Yep. I actually think that Apple could appeal more to the design market by
releasing a new PPC based NeXT. That would give the platform a significant
boost. Especially becasue I've heard that Apple's going to be making
$500-$1500 devices. PPC NeXTs could sell for well over $5-$10, even for a
lower-end one.
The "PrinterWorks" I believe, still sells
laserprinters for them.
With these, you can essentially turn a NeXT Cube or station into a
Win 95/NT printing engine via Samba networking, have it run your web
server, and use it to run many applications that would make both
Windows and plain old Unix jealous if they were jealous kinds of
Operating Systems.
Sounds cool. But getting more and more off topic...

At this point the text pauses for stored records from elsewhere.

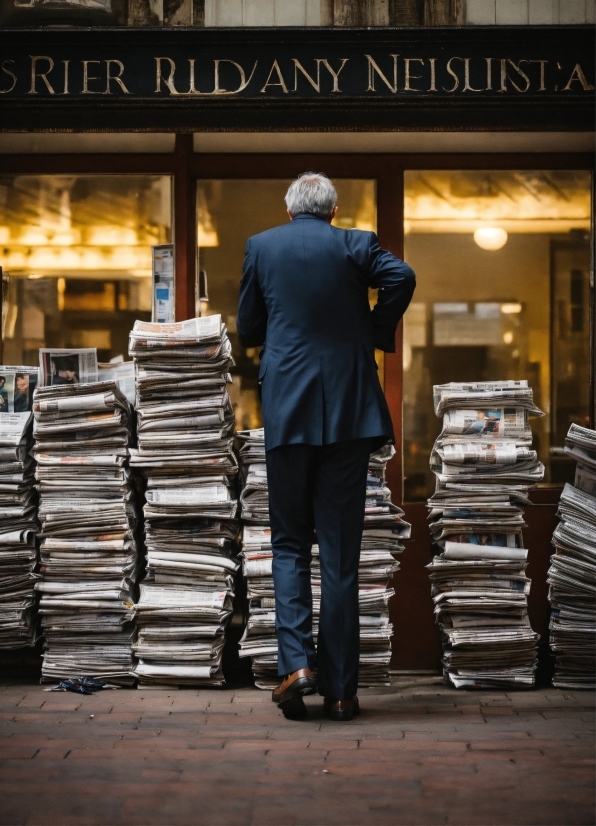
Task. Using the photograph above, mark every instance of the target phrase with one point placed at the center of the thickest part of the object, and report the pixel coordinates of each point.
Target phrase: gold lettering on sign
(453, 75)
(505, 77)
(409, 76)
(280, 82)
(116, 78)
(489, 73)
(334, 74)
(10, 74)
(433, 74)
(542, 65)
(65, 87)
(467, 86)
(577, 76)
(373, 68)
(87, 77)
(218, 90)
(298, 67)
(191, 72)
(43, 75)
(169, 80)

If all else fails, there's also
comp.sys.next.marketplace, where
everyone is trying to sell what they have right now.
ALL RIGHT!!! There's a NeXT in my future!
Collectable items include extra DSP memory, the ancient
ISDN modem
that worked through the DSP port, Ariel Digital Microphones, Digital
Ears [a Digital Sound I/O system].
DSP Memory? DUDE!!!
Also... the 20 " monitors were _beautiful_ to work
nexst to. Before
I sold mine I always felt like I was almost living inside my NeXT.
But they are oh so heavy!
Well, it could have been inside of a titanium alloy casing...
Cubes are ultra-ergonomic. The cases very somewhat
depending on
when they were made. I like the cases the early 68030 machines...
they had less ventilation I think but they looked cooler... more
metalic somehow.
No kidding. That's the big catch to NeXT's. The looks. Once you see one,
you can't really sleep easy until one's inside of your house.